---
name: arxiv-pipe
description: Download PDF and LaTeX source files for a paper from arXiv, perform a comprehensive reading and analysis, and generate a detailed summary note. Use when the user provides a URL or ID of an arxiv paper (e.g. "1706.03762", "arxiv.org/abs/1706.03762", "arxiv.org/pdf/1706.03762", "https://arxiv.org/abs/1706.03762", "https://arxiv.org/pdf/1706.03762")
argument-hint: "[ARXIV_ID_OR_URL] [SAVE_DIR]"
allowed-tools: Bash(*), Read, Write, Glob, Grep, WebSearch, WebFetch
---

# Arxiv-pipe

You will be given two arguments: 

- **$0**, a URL or ID of an arxiv paper
- **$1**, optional, local directory for storing downloaded files.

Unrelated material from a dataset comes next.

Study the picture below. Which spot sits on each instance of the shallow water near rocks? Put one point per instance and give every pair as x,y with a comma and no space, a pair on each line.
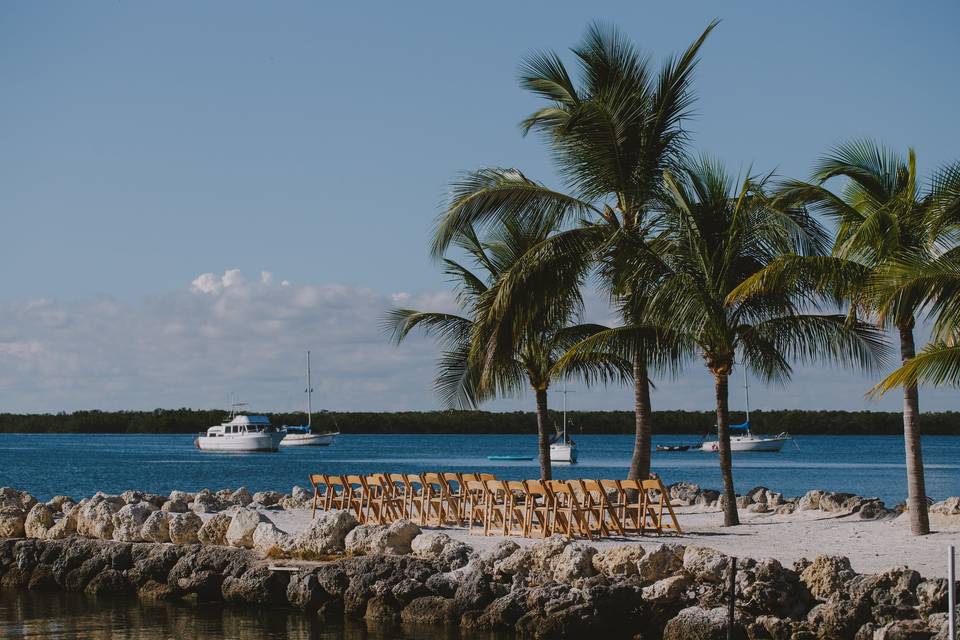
66,616
79,465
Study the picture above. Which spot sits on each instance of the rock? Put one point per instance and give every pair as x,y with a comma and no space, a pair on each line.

Default: `papers/`

Download PDF and LaTeX source files for **$0**, perform a comprehensive analysis, generate a detailed summary note, and save them into **$1**.

## Workflow 1: Download PDF and LaTeX source files

Extract the paper ID (e.g., 1706.03762) from **$0**. Use the [Download Script](scripts/download_arxiv_paper.py) to download PDF and LaTeX source files, process the LaTeX source code, and then save the results to the specified **$1** directory.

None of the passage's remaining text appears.